3. Preparar de muy baja conductividad medios de comunicación:

  1. De baja conductividad, los medios de comunicación se prepara mezclando 8,5% de sacarosa + 0,3% de glucosa (w / v) en agua desionizada (DI) 1.
    Nota:. Hemos demostrado previamente que las células pueden ser cultivadas durante varios días en los medios de comunicación convencionales de cultivo de células después de ser expuesto a la baja conductividad por periodos cortos (de aproximadamente 30 min) 11

4. Montar canales de microfluidos sobre electrodos PCB:

  1. Coloque una pequeña cantidad (aproximadamente 10 l) de aceite mineral en el PCB para asegurar un contacto estrecho entre el PCB y el cubreobjetos.
    Nota: Un paso opcional para la disminución de la visualización del electrodo consiste en recubrir la superficie de la PCB con una capa muy delgada de marcador negro permanente o pintura.
  2. Coloque el montaje del canal de microfluidos cubreobjetos, en el PCB engrasada, con el contacto cubreobjetos formando con el aceite (cubreobjetos hacia abajo). Presione suavemente el cubreobjetos-montaje de microfluidos hacia abajo para asegurar un buen contacto y para minimizar las burbujas de aire que pueden ser nocivas para la célula y la visualización de cuentas. Un ejemplo del dispositivo completo se muestra en la Figura 1D.

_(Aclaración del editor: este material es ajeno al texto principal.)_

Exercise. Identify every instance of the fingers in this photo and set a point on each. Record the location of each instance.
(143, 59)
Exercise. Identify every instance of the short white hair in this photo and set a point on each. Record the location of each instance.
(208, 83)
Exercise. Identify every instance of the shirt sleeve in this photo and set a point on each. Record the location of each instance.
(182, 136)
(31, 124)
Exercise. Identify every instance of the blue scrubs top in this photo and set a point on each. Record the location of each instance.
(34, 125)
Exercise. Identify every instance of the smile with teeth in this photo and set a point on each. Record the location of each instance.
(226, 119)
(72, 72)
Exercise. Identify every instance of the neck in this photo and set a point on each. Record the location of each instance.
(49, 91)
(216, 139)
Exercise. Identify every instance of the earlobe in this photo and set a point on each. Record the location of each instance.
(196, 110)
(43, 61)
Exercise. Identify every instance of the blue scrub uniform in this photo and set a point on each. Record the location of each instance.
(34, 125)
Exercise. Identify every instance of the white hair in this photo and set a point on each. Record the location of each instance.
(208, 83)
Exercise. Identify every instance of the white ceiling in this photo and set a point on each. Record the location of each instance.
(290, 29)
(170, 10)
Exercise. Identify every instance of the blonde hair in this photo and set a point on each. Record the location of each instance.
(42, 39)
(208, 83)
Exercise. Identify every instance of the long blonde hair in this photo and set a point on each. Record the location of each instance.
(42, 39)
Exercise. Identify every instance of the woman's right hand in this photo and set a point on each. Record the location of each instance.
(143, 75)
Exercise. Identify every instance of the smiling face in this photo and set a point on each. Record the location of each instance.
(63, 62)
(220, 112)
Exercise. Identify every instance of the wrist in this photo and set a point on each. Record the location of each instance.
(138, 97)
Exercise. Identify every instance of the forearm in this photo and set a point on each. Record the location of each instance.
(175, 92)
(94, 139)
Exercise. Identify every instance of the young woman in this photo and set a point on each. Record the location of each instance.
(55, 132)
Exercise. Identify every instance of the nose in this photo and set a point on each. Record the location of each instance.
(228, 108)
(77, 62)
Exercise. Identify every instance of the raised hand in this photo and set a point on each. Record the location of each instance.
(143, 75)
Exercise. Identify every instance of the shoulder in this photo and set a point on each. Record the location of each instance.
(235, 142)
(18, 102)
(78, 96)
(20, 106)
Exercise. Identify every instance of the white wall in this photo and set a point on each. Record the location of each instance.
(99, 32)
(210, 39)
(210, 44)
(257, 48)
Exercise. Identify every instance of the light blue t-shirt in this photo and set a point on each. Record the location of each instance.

5. Ordenar y concentrado de Cuentas y las células con DEP:

  1. Llenan los canales de microfluidos con agua destilada o de los medios de comunicación de baja conductividad, el proceso de unión de plasma facilita la carga fácil de las soluciones acuosas en los canales de microfluidos con carácter temporal, haciendo que la superficie PDMS normalmente hidrofóbicas hidrofílicos.
  2. Introducir las células y / o cuentas de poliestireno en el depósito del canal (fig. 1C). Aquí se utiliza el adenocarcinoma de colon humano (HT-29) las células.
  3. Conecte la salida de un generador de funciones a la entrada de un amplificador de corriente, conectar la salida del amplificador a los cables de los electrodos. Cubrir todos los cables eléctricos y las superficies de la instalación con cinta aislante para proteger a los usuarios de la exposición potencial a los golpes. Un diagrama esquemático de la instalación del equipo se muestra en la Figura 1.
  4. Ajuste el generador de funciones para producir una salida de onda sinusoidal de 1.0 a 1.5 MHz. La amplitud de la salida debe ser ajustado por el amplificador de potencia RF para producir una potencia de 80-100V a la PCB. El amplificador de potencia RF en este trabajo requiere una tensión de entrada alrededor de 220 a 330 mV. Para separar las células y los granos, la tasa de flujo laminar debe ser compatible con la fuerza de DEP para mover las células y los granos en el canal principal (ancho w = 100 m, la altura h = 27 m) en los canales de destino (ancho w = 100 m , la altura h = 27 mm).
    Atención: consultar con el fabricante de PCB para determinar el mvoltajes MÁXIMO operativo para evitar problemas como el sobrecalentamiento de PCB o de fusión. Revise las especificaciones del fabricante del equipo para el generador de funciones y los fabricantes de amplificadores de potencia para determinar los ajustes de operación seguras.
  5. DEP iniciar a las células de tipo y los granos. Las células de una experiencia positiva-DEP, mientras que bolas de poliestireno experiencia negativa-DEP en un campo eléctrico no uniforme dentro de las frecuencias especificadas. Esto permite que el DEP-fuerza activa bioactuation y la separación de las células y otras partículas dentro de los dispositivos de microfluidos con PCB accesibles y reutilizables como electrodos.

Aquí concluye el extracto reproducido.